In review, the cooperative model is about members solving their own problems. It is –
- Collective ownership – not self-interest
- Collective control
- Members contribute financially
- Democratic governance
- Member Participation — cooperatives are used by members, owned by members.
To better understand the NCDC impacts, a longitudinal survey will be conducted in May 2019. In addition to impacts, we want to follow-up with past participants to understand successes, potential opportunities and how we can better serve.
Over the last twenty years, NCDC has worked with well over 100 businesses. During 2018 Jim Crandall retired and early 2019 Elaine Cranford left to focus on family and business.
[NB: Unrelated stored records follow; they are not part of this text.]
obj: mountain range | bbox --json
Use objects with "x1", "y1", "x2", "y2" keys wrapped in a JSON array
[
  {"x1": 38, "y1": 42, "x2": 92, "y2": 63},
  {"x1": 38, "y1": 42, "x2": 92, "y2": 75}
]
Jim has been with NCDC since its inception and Elaine for the majority of the time. NCDC will miss their combined expertise and vision for Cooperative Development in Nebraska. Thank you to Jim and Elaine.
As we look to the next 20 years, NCDC will continue to focus on assisting rural communities with developing cooperatively owned businesses. Cindy Houlden, Skylar Falter and Charlotte Narjes will be working together to build upon past successes. Skylar will be working with us soon on helping those working in the area of local foods to explore multi-ownership opportunities.